[One-Step Detection of Human Influenza B Virus Through Recombinase Polymerase Amplification and CRISPR/Cas12a Protein]

Abstract

Objective: To establish a one-step detection method based on recombinase polymerase amplification (RPA) and CRISPR/Cas12a protein for the rapid and sensitive detection of human influenza B virus.

Methods: RPA amplification primers were designed according to the conserved gene (NS1 gene) of human influenza B virus (Victoria lineage). The reaction system was established using the standard plasmid as the template. First of all, the reaction system was incubated at 37 ℃ for 15 minutes for RPA amplification. Then, the CRISPR/Cas12a system on the tube cap was thoroughly mixed with the RPA amplification product at the bottom of the tube through fast centrifugation, and real-time fluorescence detection was carried out at 37 ℃. The reaction conditions were optimized to establish a one-step RPA-CRISPR/Cas12a detection method for human influenza B virus. The sensitivity of the testing method was evaluated using standard plasmids and pseudoviruses, and the specificity was evaluated using other viruses that may cause febrile respiratory syndrome. The consistency between the results of the one-step detection method and those of RT-qPCR detection was evaluated by testing real samples.

Results: A one-step detection method based on RPA-CRISPR/Cas12a was successfully established. The optimal reaction conditions included a reaction temperature of 37 ℃, a Cas12a/crRNA concentation ratio of 1∶1, a Cas12a concentration of 120 nmol/L, a single-stranded DNA (ssDNA) probe concentration of 300 nmol/L, and a primer concentration of 480 nmol/L. The method could detect standard plasmid DNA as low as 2.8 copies/μL within 25 minutes and pseudoviruses as low as 2.77 copies/μL within 30 minutes. The testing method showed high specificity, and no cross-reaction was observed with the severe acute respiratory syndrome coronavirus-2 (SARS-CoV-2), influenza A (H1N1) virus, or respiratory syncytial virus subgroup A. When testing clinical samples, the sensitivity and the specificity for examining clinical samples were 93.33% and 100%, respectively, and consistency with RT-qPCR results was 97.14%.

Conclusion: With the one-step detection method based on RPA-CRISPR/Cas12a established in this study, the whole sample detection process, including nucleic acid release, reverse transcription, isothermal amplification, CRISPR/Cas12a system cleavage, and fluorescence signal output, can be completed within 30 minutes. Its high sensitivity, specificity, and successful application in clinical samples highlight its potential for rapid point-of-care testing in clinical settings.

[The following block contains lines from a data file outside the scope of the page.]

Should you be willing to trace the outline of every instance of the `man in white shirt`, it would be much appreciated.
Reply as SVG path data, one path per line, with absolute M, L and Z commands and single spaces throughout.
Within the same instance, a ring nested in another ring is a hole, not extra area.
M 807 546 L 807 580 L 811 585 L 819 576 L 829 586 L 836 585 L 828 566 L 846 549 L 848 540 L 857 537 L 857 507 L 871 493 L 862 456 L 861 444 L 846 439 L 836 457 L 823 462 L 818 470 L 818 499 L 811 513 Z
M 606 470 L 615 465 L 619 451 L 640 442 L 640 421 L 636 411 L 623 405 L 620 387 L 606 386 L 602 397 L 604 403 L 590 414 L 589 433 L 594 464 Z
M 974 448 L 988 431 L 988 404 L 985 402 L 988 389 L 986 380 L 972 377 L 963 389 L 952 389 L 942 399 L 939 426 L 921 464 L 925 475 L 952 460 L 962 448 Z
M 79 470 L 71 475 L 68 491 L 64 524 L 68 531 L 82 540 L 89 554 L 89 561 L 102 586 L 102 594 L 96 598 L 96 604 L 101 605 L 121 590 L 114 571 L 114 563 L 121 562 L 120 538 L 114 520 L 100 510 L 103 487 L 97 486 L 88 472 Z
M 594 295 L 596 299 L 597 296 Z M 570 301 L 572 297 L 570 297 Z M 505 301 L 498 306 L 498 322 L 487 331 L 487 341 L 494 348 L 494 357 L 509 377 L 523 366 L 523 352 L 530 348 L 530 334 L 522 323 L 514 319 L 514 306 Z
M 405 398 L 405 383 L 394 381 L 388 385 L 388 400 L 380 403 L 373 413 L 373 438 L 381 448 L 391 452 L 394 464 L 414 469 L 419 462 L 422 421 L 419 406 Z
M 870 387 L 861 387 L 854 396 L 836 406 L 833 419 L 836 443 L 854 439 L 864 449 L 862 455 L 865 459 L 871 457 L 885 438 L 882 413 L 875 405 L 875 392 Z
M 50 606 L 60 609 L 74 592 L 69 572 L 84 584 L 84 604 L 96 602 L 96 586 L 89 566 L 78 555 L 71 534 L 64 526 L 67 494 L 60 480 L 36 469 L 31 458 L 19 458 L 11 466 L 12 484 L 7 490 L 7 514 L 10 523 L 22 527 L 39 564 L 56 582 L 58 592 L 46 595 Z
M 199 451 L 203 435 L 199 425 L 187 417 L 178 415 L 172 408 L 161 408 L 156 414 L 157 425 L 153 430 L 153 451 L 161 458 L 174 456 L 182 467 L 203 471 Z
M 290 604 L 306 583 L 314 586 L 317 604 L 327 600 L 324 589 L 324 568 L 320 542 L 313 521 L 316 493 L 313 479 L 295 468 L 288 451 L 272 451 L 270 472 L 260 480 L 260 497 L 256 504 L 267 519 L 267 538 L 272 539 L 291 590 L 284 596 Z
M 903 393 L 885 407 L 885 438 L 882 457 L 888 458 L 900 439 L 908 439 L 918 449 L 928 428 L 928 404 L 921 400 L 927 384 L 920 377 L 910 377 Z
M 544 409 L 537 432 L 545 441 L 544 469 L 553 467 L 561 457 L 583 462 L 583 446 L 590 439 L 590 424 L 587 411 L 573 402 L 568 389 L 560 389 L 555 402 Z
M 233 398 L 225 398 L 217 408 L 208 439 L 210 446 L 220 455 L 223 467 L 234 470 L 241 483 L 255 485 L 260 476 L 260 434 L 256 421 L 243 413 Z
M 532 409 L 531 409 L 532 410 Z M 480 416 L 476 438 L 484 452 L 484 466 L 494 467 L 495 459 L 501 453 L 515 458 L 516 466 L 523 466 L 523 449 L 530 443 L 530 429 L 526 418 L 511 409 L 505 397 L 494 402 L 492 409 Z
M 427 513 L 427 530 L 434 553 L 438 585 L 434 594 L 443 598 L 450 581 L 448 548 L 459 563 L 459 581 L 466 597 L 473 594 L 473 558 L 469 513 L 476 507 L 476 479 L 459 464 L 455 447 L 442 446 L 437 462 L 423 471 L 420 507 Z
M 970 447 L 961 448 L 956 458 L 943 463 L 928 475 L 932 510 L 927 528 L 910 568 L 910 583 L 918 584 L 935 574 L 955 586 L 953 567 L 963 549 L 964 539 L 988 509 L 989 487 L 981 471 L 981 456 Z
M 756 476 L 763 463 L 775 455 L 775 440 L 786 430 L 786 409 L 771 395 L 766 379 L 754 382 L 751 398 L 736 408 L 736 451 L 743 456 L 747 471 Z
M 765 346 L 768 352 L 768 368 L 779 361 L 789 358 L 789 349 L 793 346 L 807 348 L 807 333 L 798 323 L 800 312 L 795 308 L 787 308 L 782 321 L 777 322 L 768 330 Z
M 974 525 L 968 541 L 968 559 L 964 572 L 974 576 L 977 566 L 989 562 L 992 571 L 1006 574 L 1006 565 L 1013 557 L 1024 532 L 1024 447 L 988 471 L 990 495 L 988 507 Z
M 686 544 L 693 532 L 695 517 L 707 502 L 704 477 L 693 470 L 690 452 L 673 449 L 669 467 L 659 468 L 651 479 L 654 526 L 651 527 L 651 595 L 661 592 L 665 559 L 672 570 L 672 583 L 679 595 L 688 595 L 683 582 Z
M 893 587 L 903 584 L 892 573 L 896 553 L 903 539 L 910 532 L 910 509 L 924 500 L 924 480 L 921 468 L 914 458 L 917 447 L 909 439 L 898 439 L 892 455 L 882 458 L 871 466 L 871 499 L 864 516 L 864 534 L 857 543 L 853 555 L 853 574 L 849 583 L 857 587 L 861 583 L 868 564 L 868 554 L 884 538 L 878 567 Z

Keywords: CRISPR-Cas systems; Fluorimetry; Human influenza B virus; Recombinase polymerase amplification.

图 1

Workflow and schematic diagram of RPA-CRISPR/Cas12a one-step assay RPA-CRISPR/Cas12a一步法流程及原理图 SSB: single-stranded binding; ssDNA: single-stranded DNA; dsDNA: double-stranded DNA; crRNA: CRISPR-derived RNA; PAM: protospacer adjacent motif. A, Workflow; B, principle of detection.

图 2

Primer screening 引物筛选 A, Screening of RPA primers for NS1 gene of human influenza B virus (lane 1: 250 bp DNA ladder; lane 2/3: F1R1 NTC group/amplification group; lane 4/5: F2R2 NTC group/amplification group; lane 6/7: F3R3 NTC group/amplification group. The concentration of the NS1 gene plasmid of influenza B virus was 10⁵ copies/μL). B, Preliminary exploration of the sensitivity of RPA amplification with F2R2 primer set (lane 1: 250 bp DNA ladder; lane 2: NTC; Lane 3: 10¹ copies/μL; lane 4: 10² copies/μL; lane 5: 10³ copies/μL; lane 6: 10⁴ copies/μL; lane 7: 10⁵ copies/μL). NTC: amplification negative control, amplification was performed using DEPC-treated water instead of plasmid.

图 3

Optimization of reaction conditions 反应条件优化 NTC: no template control for amplification in which amplification was performed using DEPC-treated water instead of plasmid. A, Reaction temperature; B, Cas12a/crRNA ratio; C, Cas12a concentration; D, ssDNA probe concentration; E, primer concentration. The concentration of plasmid was 10⁴ copies/μL. The error lines represent the standard deviation of triplicate experiments. ^** P < 0.01, ^*** P < 0.001.

图 4

Analysis of sensitivity and specificity 灵敏度分析和特异性分析 NTC: no template control for amplification in which amplification was performed using DEPC-treated water instead of plasmid. A, Sensitivity analysis using plasmid as the template; B, sensitivity analysis using pseudoviruses as templates; C, specificity analysis of using pseudoviruses as templates. The error lines represent the standard deviation of triplicate experiments. ^*** P < 0.001, vs. NTC group.